Why should neuronal migrations and axon trajectories be controlled coordinately? LMC neurons within a specific motor pool, i.e. those innervating a particular muscle, are electrically coupled through gap junctions, possibly to consolidate their electrical activity patterns during the time of spinal motor circuit assembly [52]. Aberrant soma position could result in the inability of LMC neurons to form electrically coupled motor pools even though neuromuscular junctions with appropriate muscle targets in the limb might be maintained. Thus, a motor neuron might receive appropriate signals from its muscle target but is unable to synchronise its electrophysiological maturation, such as calcium transient waves [53], with other motor neurons in its pool because of their dispersed position. The emergence of functional motor circuitry also depends on the formation of specific sensory-motor contacts achieved by sensory axons synapsing on the dendrites of homonymous motor neurons within the ventral spinal cord [54]. Motor neurons in distinct pools have stereotypic dendritic arbor shapes which in principle could be dictated by the position of the motor neuron soma [28], although it remains to be determined whether motor neuron soma displacement, without any effects on molecular markers of cell fate, results in dendritic arborisation defects and whether such defects alter the sensory-motor connectivity. Reelin signalling has also been implicated in cortical dendrite formation, raising the possibility that Reln mutation might lead to LMC dendritic arbour defects independently of its effect on soma localisation. Moreover, in Reln mutant mice, although retrograde and electrophysiological analysis reveals relatively normal cortico-thalamic connectivity, retinal circuit connectivity is perturbed possibly due to defects in neuronal layer formation [55],[56]. Because of the involvement of Reelin in synapse function [57], it is difficult to dissociate the functional consequences of altered topography in Reelin signalling loss of function from altered synaptic function. However, examples of severe functional deficits caused by neural circuit topography disruption apparently independent of Reelin signalling [58] highlight the importance of topographic organisation of the nervous system.

Materials and Methods

Animals

All mice were maintained and genotyped by PCR as previously described [21],[31],[43],[59],[60],[61],[62]; Reln allele was Relnrl/J (Jackson Laboratory, USA). Fertilised chick eggs (Couvoir Simentin, Canada) were staged according to Hamburger and Hamilton [38].
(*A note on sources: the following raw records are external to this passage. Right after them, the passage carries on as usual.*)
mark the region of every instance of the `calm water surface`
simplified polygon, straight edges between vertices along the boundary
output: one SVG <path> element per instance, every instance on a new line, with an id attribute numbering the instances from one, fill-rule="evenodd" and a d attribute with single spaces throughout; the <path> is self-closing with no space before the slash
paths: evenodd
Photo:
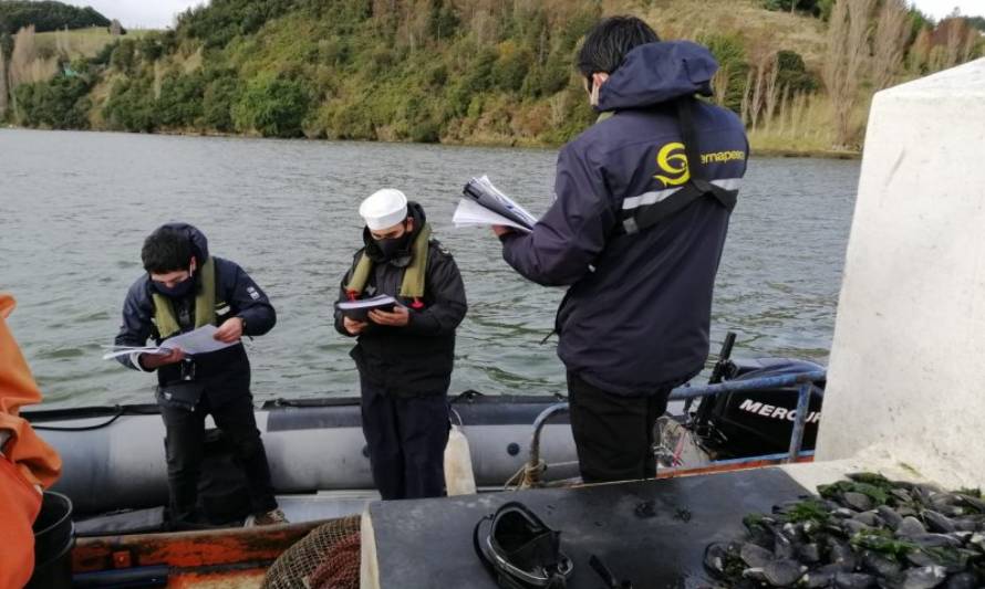
<path id="1" fill-rule="evenodd" d="M 0 291 L 51 406 L 149 402 L 155 380 L 100 359 L 143 239 L 198 225 L 278 311 L 247 344 L 258 400 L 357 392 L 332 303 L 361 243 L 359 202 L 392 186 L 421 201 L 465 278 L 452 392 L 564 390 L 554 341 L 562 295 L 520 278 L 487 230 L 455 229 L 462 185 L 489 173 L 535 214 L 550 202 L 553 150 L 0 130 Z M 754 159 L 718 273 L 713 350 L 826 361 L 858 183 L 856 161 Z"/>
Expression Plasmid Generation and Chick In Ovo Electroporation

Chicken Dab1L isoform (NM_204238) [63] was cloned by RT-PCR (Invitrogen, USA) and fused in frame to GFP at the C-terminus in pN2-eGFP (Invitrogen, USA).

Chick spinal cord electroporation was performed using a Ovodyne TSS20 square pulse generator (Intracell, UK) as described [24],[64].
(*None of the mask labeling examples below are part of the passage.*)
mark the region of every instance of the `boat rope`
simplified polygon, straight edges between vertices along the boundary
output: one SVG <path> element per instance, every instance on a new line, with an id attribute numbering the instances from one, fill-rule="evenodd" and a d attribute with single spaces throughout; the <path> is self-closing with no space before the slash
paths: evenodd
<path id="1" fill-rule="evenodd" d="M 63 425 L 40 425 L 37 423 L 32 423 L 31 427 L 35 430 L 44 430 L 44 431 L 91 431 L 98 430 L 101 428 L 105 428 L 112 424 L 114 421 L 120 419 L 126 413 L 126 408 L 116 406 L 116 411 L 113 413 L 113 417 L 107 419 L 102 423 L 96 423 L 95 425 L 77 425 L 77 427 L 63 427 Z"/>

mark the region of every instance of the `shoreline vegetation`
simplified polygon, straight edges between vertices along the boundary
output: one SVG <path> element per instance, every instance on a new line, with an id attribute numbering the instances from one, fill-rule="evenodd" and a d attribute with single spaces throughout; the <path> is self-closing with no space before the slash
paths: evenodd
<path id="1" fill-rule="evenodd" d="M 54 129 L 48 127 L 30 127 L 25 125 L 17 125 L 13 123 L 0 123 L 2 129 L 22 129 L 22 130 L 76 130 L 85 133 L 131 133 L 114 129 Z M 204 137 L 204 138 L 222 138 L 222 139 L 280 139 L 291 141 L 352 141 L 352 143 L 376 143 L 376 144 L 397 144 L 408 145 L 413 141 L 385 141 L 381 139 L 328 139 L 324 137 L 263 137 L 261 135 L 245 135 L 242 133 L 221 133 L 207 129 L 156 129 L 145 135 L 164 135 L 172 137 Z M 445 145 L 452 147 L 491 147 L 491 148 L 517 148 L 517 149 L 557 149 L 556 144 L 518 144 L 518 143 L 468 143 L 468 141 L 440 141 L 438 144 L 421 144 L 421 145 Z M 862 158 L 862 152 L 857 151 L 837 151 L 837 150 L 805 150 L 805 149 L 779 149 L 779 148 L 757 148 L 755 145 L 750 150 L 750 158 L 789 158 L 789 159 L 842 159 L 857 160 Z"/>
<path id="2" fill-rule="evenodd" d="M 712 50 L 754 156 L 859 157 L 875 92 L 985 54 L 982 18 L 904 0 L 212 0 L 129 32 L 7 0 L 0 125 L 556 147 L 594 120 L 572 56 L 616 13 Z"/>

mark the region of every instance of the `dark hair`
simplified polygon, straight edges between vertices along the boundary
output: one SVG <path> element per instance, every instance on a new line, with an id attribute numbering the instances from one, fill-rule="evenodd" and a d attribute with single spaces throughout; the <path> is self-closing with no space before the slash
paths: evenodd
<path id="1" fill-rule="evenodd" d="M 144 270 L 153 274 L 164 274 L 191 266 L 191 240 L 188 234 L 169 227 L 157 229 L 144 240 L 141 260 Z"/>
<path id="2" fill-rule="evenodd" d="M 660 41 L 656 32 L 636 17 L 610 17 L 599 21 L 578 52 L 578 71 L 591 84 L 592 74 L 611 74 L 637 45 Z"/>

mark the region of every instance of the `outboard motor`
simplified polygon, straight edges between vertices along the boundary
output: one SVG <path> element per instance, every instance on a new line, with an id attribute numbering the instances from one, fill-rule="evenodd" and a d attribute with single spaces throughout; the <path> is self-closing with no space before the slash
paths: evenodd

Immunostaining and In Situ mRNA Detection

Immunofluorescence stainings were carried out on 12 µm cryosections as described [22],[24]. For antisera used and dilutions, see Table S1.

In situ mRNA detection was performed as previously described [65],[66]. Probe sequence details are available upon request.

Image Quantification

Images were acquired using a Zeiss LSM confocal microscope or a Leica DM6000 microscope with Improvision Volocity software. Quantification of protein and mRNA expression, GFP- and β-gal-labelled axon projections was as described [24],[65]. To quantify axon projections in hCrest/Isl1-PLAP embryos, 12 µm cryosections were immunostained (see Table S1), post-fixed, washed, and incubated at 65°C. Phosphatase activity was revealed simultaneously in sections containing mutant and control tissue. The signal was quantified in sections sampled at 30–50 µm rostrocaudal intervals at the cervical level with at least six sections analysed per embryo.

Motor Neuron Position Quantification

All quantifications were done between lumbosacral (LS)4 and LS6 levels as assessed by vertebra counts and absence of pSmad1+ PG neurons [23]. Neurons were imaged in 12 µm cryosections sampled at 100 µm intervals using a Zeiss LSM confocal or Leica DM6000 fluorescent light microscope; ML and DV values were calculated using ImageJ software measurements of distance (D) and angle (α) of motor neuron soma from the ventral edge of the ventricular zone (see Text S1 for details) and then plotted using Matlab software running the “dscatter” function, which creates a scatter plot with contour lines linking data points with similar frequency and colour intensities that increase with data point frequency.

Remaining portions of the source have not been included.